GRAS Goes to Congress

By Eric F. Greenberg, Attorney-at-law

Remember that whole business involving NGOs and other folks objecting to the legal system that allows companies to self-determine that their uses of substances are Generally Recognized As Safe (“GRAS”)? And remember how some groups had gone to court to get the system declared unlawful, but late last year the court ruled against them? Well, there’s a new chapter to this story. Now, some members of Congress have proposed a bill that would make changes to the law to address those very same objections.

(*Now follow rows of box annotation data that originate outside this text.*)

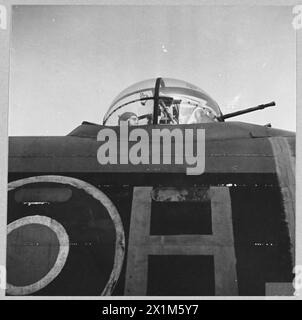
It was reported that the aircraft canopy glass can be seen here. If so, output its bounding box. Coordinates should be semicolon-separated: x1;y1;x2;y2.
103;78;221;126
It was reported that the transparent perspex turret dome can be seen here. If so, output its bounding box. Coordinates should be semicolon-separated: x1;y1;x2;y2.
103;78;222;126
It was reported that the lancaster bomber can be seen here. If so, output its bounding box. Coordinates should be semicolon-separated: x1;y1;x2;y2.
6;78;295;296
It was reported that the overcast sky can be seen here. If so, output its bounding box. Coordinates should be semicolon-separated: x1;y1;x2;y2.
9;5;296;135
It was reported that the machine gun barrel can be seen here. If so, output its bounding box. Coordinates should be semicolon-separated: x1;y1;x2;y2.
218;101;276;121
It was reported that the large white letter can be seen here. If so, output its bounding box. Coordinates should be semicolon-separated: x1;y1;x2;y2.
185;129;205;175
152;128;183;164
97;128;117;164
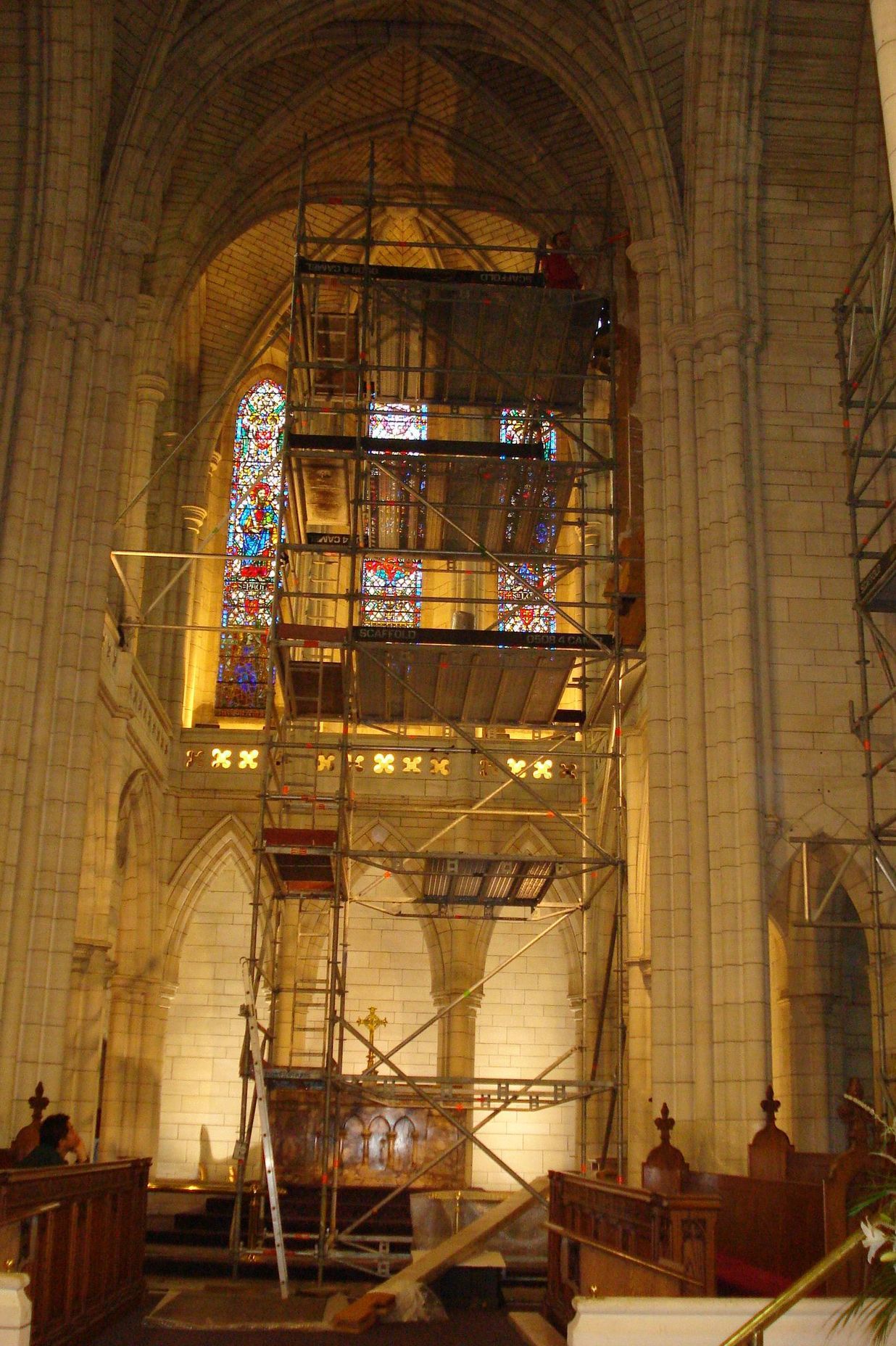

The GRAS pathway to clearance of the use of substances in packaging and in food is crucially important, and this proposed law has the potential to make enormous changes in various legal obligations. For that reason, packagers should keep a close eye on this latest chapter in the ongoing debate over the policy issues surrounding the GRAS system.

In my view, addressing the complaints we’ve heard for years about the GRAS program required changes in the law, so at least the objectors are in the correct forum. There’s been so much criticism of the Food and Drug Administration lately, what with its slow reaction to the infant formula contamination problem, on top of its handling of issues relating to heavy metals in baby food and various complaints about its handling of COVID and other drug approvals, for some examples. But when it comes to the GRAS program, it’s always seemed that most of the objectors’ objections were better directed at Congress than at FDA.